Postmortem of a crash.

We're getting to the point in our development at IMVU where we're starting to have to fix some of the harder, more obscure, crash bugs. I spent the last week on one, and I wanted to write about what it was and the process we used to find it.

First, IMVU has a very good automated bug reporting system. Crashes, unclean shutdowns, and a couple other types of errant behavior get automatically reported and entered into our bug database. Most crashes (read: exceptions) are reported via our normal crash handling logic, along with some basic system information and both Python and C++ stack traces. There are some scenarios, however, where our normal mechanisms do not get a chance to handle the error. In these cases, we've got a "last-chance handler" which writes the exception information to a file, which is then submitted as part of the next report. The biggest omission from our automated reporting is deadlock detection.

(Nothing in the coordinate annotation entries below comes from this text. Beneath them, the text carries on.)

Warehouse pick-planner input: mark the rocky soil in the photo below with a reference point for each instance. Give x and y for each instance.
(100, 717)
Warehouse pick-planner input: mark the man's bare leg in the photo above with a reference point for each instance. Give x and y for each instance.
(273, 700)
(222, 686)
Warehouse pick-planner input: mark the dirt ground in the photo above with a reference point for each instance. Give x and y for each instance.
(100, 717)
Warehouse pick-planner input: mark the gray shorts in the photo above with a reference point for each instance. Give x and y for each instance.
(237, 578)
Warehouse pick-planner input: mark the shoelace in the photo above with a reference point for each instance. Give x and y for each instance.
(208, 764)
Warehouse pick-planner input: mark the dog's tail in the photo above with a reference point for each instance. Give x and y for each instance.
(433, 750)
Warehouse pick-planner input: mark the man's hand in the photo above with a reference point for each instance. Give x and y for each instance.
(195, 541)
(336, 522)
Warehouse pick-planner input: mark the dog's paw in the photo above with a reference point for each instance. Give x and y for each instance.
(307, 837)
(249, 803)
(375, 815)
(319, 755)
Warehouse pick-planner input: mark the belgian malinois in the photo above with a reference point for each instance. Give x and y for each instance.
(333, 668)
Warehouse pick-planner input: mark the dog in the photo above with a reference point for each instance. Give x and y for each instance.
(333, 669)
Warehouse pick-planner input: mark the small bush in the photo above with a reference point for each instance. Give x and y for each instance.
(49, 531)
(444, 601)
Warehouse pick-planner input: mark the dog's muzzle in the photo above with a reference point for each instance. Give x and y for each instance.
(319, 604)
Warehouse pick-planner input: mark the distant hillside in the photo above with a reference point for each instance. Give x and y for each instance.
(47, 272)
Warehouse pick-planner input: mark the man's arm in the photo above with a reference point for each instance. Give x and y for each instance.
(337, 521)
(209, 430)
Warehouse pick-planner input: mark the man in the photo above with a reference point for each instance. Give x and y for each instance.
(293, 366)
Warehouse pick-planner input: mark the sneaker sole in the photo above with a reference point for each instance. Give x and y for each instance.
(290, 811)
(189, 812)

Dusty discovered a deadlock in Python's logging module:

import logging
logger = logging.getLogger('logger')
logger.addHandler(logging.StreamHandler())
logger.setLevel(logging.INFO)

class C:
    def __str__(self):
        logger.info('C.__str__')
        return 'C'

logger.info('test')
logger.info(C())

Logging from an object that's being logged tries to acquire a non-recursive lock twice on the same thread. First rule of avoiding deadlocks: never call back into user code while a lock is held. In this simple case, a recursive lock would have sufficed. We decided to simply disable the logging.Handler lock; after all, garbled log file output isn't so bad, and it's better than deadlocking.

def nullfunc(*args): pass
logging.Handler.acquire = nullfunc
logging.Handler.release = nullfunc

That seemed to fix the problem. Except for the intermittent crash reports we started getting (to be specific, last chance crashes), inside of the CRT via Python's file functions. The exception was a null pointer access and the stack looks like:

PYTHON23!0x000baa00 -                         - PyFile_Type
PYTHON23!0x0003ac27 -                         - PyFile_SetEncoding
  MSVCRT!0x00030a06 -                         - clearerr
   ntdll!0x00001010 -                         - RtlEnterCriticalSection

Well that's weird. PyFile_Type isn't a function... and PyFile_SetEncoding doesn't call clearerr as far as I can tell. But a test program that calls clearerr(NULL) does indeed raise the same exception. But why would Python call clearerr on a null FILE* pointer?

It was around this time I noticed the crashes happened during log rollover. We use Python's RotatingFileHandler to rotate through a fixed set of fixed-size log files. Things started to click in my mind, and after a few lucky google searches, I found out that Python file objects (PyFileObject) are not thread-safe. There was some discussion on Python-dev, but no actionable conclusion was reached. The long and short is that if you have two threads working on the same file at the same time, the results are undefined. More specifically, if one thread closes a file while another tries to write, you can get into a situation where f->f_fp is NULL, and clearerr(NULL) raises an exception. (Ah ha!)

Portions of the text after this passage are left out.